Serie/TV

Probleme, die ich ohne die BBC nicht hätte.

Ich sollte eventuell den Untertitel dieses Blogs ändern in: „Sherlock. Doctor Who. Ein paar andere Filme. Und absolut kein Bezug zur Realität.“ Denn, ich kann mir nicht helfen, ich muss schon wieder einen Artikel über Doctor Who verfassen. Was als kleine Ablenkung von der dramatischen Leere nach Ende der Sherlock-Staffel begonnen hat, hat sich inzwischen zur waschechten Obsession ausgewachsen. Es wird immer schlimmer, so schlimm, dass ich den SMS-Sound meines Handys zum Geräusch der landenden Tardis machen würde, wenn ich wüsste, wie das geht. So schlimm, dass ich ernsthaft darüber nachdenke, welcher Charakter der Serie am ehesten als Karnevalskostüm funktioniert (Rose – zu langweilig. Doctor – woher soll ich diesen Mantel kriegen? Cyberman – zu schön um wahr zu sein. Daleks und die Tardis – Ähmm. Nein.).

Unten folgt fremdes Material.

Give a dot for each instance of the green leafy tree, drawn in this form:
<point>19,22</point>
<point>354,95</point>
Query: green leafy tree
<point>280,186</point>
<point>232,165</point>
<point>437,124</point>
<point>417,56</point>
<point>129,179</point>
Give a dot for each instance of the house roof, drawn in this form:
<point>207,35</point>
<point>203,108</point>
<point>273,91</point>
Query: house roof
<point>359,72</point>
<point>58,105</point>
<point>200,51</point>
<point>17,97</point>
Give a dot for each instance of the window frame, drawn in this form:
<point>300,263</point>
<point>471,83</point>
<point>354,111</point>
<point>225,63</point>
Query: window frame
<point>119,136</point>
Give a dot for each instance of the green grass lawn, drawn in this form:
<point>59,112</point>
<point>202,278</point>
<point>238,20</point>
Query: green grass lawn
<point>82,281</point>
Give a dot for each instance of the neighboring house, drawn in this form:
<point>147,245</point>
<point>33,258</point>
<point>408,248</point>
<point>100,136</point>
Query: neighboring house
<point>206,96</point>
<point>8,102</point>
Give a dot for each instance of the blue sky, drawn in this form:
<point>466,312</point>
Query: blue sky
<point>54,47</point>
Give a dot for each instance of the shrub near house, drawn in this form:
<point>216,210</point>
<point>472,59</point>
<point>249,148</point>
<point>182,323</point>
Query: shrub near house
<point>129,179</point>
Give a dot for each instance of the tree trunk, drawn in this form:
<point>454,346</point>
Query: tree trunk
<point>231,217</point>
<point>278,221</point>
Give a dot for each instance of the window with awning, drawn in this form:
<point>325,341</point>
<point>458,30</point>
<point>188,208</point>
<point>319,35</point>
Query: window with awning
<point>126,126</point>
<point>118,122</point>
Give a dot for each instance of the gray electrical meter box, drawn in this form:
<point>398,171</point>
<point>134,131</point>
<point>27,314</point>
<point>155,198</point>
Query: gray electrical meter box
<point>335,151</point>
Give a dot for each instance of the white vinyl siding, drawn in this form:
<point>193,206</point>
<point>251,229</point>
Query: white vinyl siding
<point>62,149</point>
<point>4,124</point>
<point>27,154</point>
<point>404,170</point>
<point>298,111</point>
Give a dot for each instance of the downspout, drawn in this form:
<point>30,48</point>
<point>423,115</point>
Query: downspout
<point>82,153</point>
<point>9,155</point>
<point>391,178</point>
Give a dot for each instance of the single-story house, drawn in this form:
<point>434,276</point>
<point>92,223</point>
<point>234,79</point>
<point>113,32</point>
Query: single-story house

Was mich aber wirklich beunruhigt ist, dass ich nicht weitergucken kann. Als nächstes steht nämlich eine Doppelfolge an, deren zweiter Teil den Titel Doomsday trägt. Und wer nur einen flüchtigen Blick in das Doctor-Who-Fandom geworfen hat (und das bleibt nicht aus, wenn man Teil des Sherlock-Fandom ist), weiß, dass der „Doomsday“ der Doctor-Who-Fanatiker gleichbedeutend mit dem „Reichenbach“ der Sherlockians ist. Meine Mitbewohnerin (der ich hiermit übrigens offizell die Schuld an der ganzen Misere gebe, denn ohne sie hätte ich nie mit BBC-Serien angefangen) behauptet sogar, Doomsday würde The Reichenbach Fall an emotional zerstörerischer Kraft noch übertreffen.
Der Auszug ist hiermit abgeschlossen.